All das spiegelte sich am Montag auch in den Reaktionen der Bürger in den sozialen Netzwerken wider. Viele Nutzer verwiesen auf die stark gestiegenen Lebenshaltungskosten in den Städten, weshalb immer mehr Paare ganz auf Kinder verzichten. “Ich bin bereit, drei Kinder zu haben, wenn Sie mir fünf Millionen Yuan (etwa 645.000 Euro) geben”, schrieb beispielsweise ein Nutzer auf dem Kurznachrichtendienst Weibo.

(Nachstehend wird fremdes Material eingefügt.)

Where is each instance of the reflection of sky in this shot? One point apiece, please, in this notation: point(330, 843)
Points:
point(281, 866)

Entsprechend solle der Wechsel hin zur Drei-Kind-Politik einhergehen mit “unterstützenden Maßnahmen, die zur Verbesserung der Bevölkerungsstruktur unseres Landes beitragen”, zitiert Xinhua aus dem Treffen des Politbüros. Details wurden allerdings nicht genannt.

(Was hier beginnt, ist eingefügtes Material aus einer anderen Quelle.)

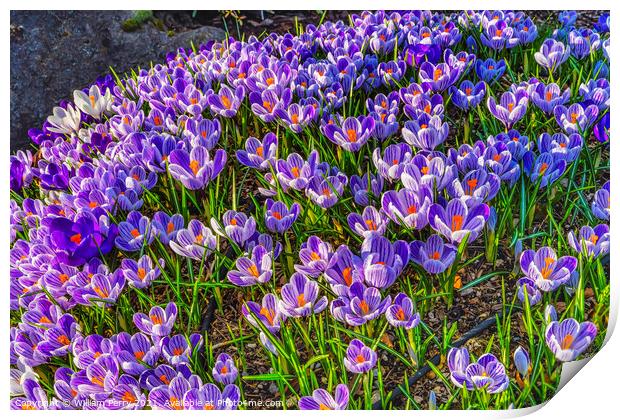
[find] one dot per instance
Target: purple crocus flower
(166, 227)
(487, 373)
(268, 313)
(456, 220)
(601, 203)
(209, 397)
(278, 217)
(596, 92)
(497, 34)
(253, 270)
(408, 207)
(601, 129)
(325, 191)
(364, 187)
(299, 297)
(34, 397)
(477, 186)
(561, 146)
(352, 134)
(134, 233)
(425, 133)
(159, 322)
(224, 371)
(195, 242)
(296, 117)
(236, 226)
(370, 222)
(101, 290)
(78, 241)
(490, 70)
(314, 255)
(583, 42)
(527, 287)
(433, 255)
(569, 338)
(575, 118)
(591, 241)
(227, 102)
(552, 54)
(259, 154)
(179, 349)
(295, 172)
(547, 270)
(57, 339)
(548, 97)
(359, 358)
(136, 351)
(400, 314)
(323, 400)
(468, 96)
(140, 274)
(395, 157)
(196, 168)
(510, 109)
(543, 169)
(360, 305)
(439, 77)
(522, 360)
(383, 260)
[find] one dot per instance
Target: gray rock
(55, 52)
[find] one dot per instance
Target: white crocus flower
(94, 103)
(65, 121)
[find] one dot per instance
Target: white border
(591, 394)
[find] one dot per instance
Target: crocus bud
(522, 361)
(550, 314)
(432, 401)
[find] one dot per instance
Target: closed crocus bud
(522, 361)
(492, 220)
(432, 401)
(550, 314)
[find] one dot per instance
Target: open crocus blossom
(299, 297)
(548, 97)
(408, 207)
(370, 222)
(575, 118)
(323, 400)
(592, 242)
(196, 242)
(487, 373)
(552, 54)
(401, 314)
(383, 260)
(545, 269)
(224, 370)
(456, 220)
(254, 270)
(433, 255)
(259, 154)
(601, 203)
(510, 109)
(278, 217)
(468, 96)
(425, 133)
(352, 134)
(359, 357)
(196, 168)
(159, 322)
(569, 338)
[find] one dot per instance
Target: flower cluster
(321, 176)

Niedrige Geburtsraten und eine alte Gesellschaft könnten dramatische Auswirkungen auf die wirtschaftliche Entwicklung Chinas haben. “Wenn die Zahl der Arbeitskräfte geringer wird, beginnt der Niedergang der Wirtschaft“, sagt Yi Fuxian. Chinas Wachstum werde abflachen, prognostiziert der Wissenschaftler. Der Zuwachs in China werde in den Jahren 2030 bis 2035 geringer ausfallen als in den USA. “Es wird unmöglich, die USA als größte Volkswirtschaft abzulösen.”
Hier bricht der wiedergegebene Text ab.